Aim: When diagnosing chronic hepatitis, usual ultrasonography is not safe enough when determining
the difference between certain fibrosis stages. We tried to assess the usefulness
of the computerized texture image analysis in noninvasive assessment of fibrosis stage
in chronic hepatitis C patients.
Methods: We've selected 58 chronic hepatitis C patients, which have pure fibrosis (F0-F4)
without any steatosis. We used a Logiq 7 scanner with the same working parameters
for all patients. On each evaluated image, we established a Region of Interest and
we extracted 166 features using 4 algorithms from it. The values resulted after applying
the algorithms were analyzed and sorted according to their statistical relevance for
each fibrosis stage (we used t-Student's test for a p<0.05)

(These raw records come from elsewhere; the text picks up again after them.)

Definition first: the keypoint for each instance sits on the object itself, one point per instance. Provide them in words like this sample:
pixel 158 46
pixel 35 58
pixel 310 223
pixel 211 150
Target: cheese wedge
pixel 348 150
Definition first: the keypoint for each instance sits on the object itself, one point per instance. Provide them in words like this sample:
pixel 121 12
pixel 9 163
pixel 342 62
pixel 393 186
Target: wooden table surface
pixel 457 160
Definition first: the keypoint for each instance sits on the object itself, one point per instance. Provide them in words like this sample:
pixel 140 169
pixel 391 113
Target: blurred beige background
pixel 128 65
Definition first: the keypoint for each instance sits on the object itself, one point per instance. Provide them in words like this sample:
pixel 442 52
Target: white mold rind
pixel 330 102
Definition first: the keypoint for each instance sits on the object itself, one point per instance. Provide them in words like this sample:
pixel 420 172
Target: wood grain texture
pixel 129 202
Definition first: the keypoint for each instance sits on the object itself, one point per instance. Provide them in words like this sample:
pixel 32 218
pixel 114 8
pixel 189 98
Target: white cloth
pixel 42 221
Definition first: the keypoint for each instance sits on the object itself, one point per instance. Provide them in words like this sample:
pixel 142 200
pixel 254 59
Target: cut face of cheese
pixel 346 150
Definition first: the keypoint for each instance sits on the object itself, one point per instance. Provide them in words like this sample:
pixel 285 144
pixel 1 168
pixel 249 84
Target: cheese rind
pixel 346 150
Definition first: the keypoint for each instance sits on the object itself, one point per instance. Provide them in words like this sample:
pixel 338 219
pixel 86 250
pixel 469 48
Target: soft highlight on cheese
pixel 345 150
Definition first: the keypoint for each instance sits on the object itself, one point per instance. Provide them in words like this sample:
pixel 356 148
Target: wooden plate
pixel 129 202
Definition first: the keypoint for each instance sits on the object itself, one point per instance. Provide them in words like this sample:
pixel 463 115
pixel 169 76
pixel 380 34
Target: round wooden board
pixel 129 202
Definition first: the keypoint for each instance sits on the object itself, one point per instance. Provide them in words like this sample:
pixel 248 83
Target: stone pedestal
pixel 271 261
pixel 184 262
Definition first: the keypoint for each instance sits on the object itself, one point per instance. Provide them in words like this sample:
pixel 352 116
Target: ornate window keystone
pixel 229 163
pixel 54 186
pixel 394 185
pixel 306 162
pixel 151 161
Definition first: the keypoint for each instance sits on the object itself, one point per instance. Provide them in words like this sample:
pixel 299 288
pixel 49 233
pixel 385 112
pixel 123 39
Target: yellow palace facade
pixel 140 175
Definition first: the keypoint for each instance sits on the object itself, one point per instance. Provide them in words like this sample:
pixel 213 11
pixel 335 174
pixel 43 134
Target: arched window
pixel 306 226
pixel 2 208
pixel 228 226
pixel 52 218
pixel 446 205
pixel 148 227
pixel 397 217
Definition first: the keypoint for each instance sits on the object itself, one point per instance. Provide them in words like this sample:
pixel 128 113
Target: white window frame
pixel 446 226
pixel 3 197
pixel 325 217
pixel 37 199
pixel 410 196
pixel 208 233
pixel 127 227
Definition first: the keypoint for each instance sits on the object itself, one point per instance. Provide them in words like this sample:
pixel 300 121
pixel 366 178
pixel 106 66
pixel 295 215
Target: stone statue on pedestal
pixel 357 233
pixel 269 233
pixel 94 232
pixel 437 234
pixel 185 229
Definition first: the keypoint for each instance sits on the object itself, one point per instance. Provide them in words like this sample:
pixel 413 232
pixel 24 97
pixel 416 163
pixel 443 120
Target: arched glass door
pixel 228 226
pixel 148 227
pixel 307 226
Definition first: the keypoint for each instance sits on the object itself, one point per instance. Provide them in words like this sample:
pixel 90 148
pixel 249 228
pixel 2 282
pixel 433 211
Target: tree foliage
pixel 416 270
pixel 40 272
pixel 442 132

Results: From the 4 tested algorithms the GLCM statistics gave us the most relevant features
in order to differentiate fibrosis grades. Using all the generated features we observed
that in differentiating F0 from F1 9 features (18.36%) were statistically relevant,
13 features (26.53%) – in differentiating F1-F2, 47 features (95.9%) – in differentiating
F2-F3 and 32 features (65.3%) – in differentiating F3-F4.
Conclusions: Although there is no a single feature that has a relevance over 95% in all comparison
cases, our findings suggest that a combination of features must be used in order to
successfully diagnose the fibrosis stage. The direct medical benefit will resume in
a possible distinction between patients without significant fibrosis and those with
severe fibrosis or cirrhosis, distinction which is a very important prognosis factor.